Books of the Week
1. “The Dialectical Biologist” (1985) – Richard Levins, Richard Lewontin
2. “Accessibility and Utilization: Graphical Perspectives on Health Care Delivery” (1984) – Alun E. Joseph, David R. Phillips
3. “Beyond the World Bank Agenda” (2008) – Howard Stein
4. “Public Health and the Political Imagination in Mexico: 1790-1910” (unpublished, 2010) – Paul Ross
5. “釜が崎：歴史と現在 (Kamagasaki: History and Present Day” (1993)) – 釜が崎資料センター(Kamagasaki Document Center)
6. “くもんの小学ドリル：６年生の漢字(Kumon’s Elementary Kanji Drill: 6th Grade)” –Kumon Press
There’s not much that strings these books together, though five of them are excellent. One of my biggest failings, is being easily impressed. Perhaps it’s a positive, I’m not sure, but I’m easily drawn to books, no matter how relevant or irrelevant they are to what I should or should not be working on. Sometimes, I consider whether I might have some adult form of ADD. It’s possible, or maybe I’m just easily swayed.
It’s hard to pick a favorite from this list, though, out of loyalty to my good friend Paul Ross, I have to say that his is the one I’m most excited about.

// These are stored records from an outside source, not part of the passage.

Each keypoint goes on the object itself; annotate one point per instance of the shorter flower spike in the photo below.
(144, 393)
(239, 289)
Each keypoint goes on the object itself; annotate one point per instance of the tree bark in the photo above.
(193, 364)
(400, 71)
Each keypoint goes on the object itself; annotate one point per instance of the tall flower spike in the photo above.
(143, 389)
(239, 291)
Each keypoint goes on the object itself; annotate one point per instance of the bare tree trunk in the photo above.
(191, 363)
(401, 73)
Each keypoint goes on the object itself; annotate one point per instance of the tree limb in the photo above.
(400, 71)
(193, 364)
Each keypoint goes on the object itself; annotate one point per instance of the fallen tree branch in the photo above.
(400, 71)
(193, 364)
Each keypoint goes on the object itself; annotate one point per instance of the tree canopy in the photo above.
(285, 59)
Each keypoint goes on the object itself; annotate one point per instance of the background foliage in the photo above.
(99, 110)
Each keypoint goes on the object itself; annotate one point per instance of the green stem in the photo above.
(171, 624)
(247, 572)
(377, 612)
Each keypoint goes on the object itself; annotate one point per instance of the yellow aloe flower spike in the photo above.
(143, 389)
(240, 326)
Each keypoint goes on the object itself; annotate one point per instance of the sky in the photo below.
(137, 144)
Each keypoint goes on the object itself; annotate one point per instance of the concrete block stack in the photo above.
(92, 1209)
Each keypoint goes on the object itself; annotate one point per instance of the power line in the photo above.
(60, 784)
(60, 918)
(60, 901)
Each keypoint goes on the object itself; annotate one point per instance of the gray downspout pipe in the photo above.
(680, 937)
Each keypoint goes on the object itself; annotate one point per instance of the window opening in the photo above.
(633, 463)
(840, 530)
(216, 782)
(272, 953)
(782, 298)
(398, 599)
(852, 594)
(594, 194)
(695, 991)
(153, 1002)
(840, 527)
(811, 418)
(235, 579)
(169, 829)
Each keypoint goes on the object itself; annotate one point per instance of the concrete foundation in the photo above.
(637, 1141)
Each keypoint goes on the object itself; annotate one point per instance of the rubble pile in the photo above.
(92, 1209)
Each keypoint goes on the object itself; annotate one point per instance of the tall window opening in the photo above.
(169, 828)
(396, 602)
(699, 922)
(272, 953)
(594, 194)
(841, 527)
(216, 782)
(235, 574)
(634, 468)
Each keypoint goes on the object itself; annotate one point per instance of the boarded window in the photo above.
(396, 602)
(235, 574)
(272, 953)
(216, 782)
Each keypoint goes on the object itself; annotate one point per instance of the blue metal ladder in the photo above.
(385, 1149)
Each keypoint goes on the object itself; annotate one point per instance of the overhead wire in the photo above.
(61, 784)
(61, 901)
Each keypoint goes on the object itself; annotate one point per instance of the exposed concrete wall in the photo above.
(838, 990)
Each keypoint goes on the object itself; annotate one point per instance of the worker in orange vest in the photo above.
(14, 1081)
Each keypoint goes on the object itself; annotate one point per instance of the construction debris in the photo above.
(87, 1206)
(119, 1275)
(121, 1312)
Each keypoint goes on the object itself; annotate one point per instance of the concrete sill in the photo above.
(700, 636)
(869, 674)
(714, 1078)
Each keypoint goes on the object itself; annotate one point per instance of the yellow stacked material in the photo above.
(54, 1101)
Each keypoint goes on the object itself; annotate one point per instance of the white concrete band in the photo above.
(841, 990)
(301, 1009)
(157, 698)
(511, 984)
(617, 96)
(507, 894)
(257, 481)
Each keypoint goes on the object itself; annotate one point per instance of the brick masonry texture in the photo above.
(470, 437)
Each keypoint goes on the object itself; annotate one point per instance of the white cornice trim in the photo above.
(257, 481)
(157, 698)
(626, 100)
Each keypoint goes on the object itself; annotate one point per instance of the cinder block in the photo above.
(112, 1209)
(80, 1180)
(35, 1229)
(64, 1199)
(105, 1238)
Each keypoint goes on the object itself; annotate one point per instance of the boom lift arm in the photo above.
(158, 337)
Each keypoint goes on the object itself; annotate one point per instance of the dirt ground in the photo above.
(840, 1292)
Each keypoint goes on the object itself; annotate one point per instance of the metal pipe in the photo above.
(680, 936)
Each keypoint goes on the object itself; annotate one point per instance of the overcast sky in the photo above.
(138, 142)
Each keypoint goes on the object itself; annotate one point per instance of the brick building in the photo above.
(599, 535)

A full review will have to come later, however.
Dispensing with the obligations of friendship, no matter how willingly assigned, Stein’s “Beyond the World Bank Agenda” is a fascinating account of how a combination of bumbling adherence to neo-classical economics and US economic interests created a behemoth which decimated Sub-Saharan African economies during the 80’s and 90’s. It’s dense reading but an eye-opener to how power politics used flawed economic assumptions to the detriment of the planet’s poorest. Stein does not seek to expose a nefarious global conspiracy, but rather views the failures of structural adjustment as a result of antiquated economic ideas, a disconnect between the goals of the Bank and the realities on the ground and the failure to consider evidence when shaping monetary policy.
In 1985, Levins and Lewontin collected a number of essays challenging standard Cartesian approaches to biology which view organisms as linear endpoints of environmental conditions. They call for a Hegelian, dialectical approach, that views organisms as part of a dynamic whole, which reacts in concert with their respective environments to both respond and manipulate their surroundings. While the writing is incredibly obtuse, the implications are huge. It is difficult (impossible?) to boil the work down into a few sentences, though the underlying message is quite similar to Stein’s. Traditional, “accepted” methodologies are often overly simplistic, based on untested assumptions, and the application of which leads to incorrect, and sometimes destructive conclusions.
I’ll skip the book on health care accessibility as it is only relevant to my research. The book of essays on Kamagasaki is part of an ongoing project and will have to wait until later.
The sixth isn’t really excellent, being merely a drill book for 6th graders, though helpful. I am happy at least to know more Kanji than the average Japanese 3rd grader. One has to celebrate these minor victories.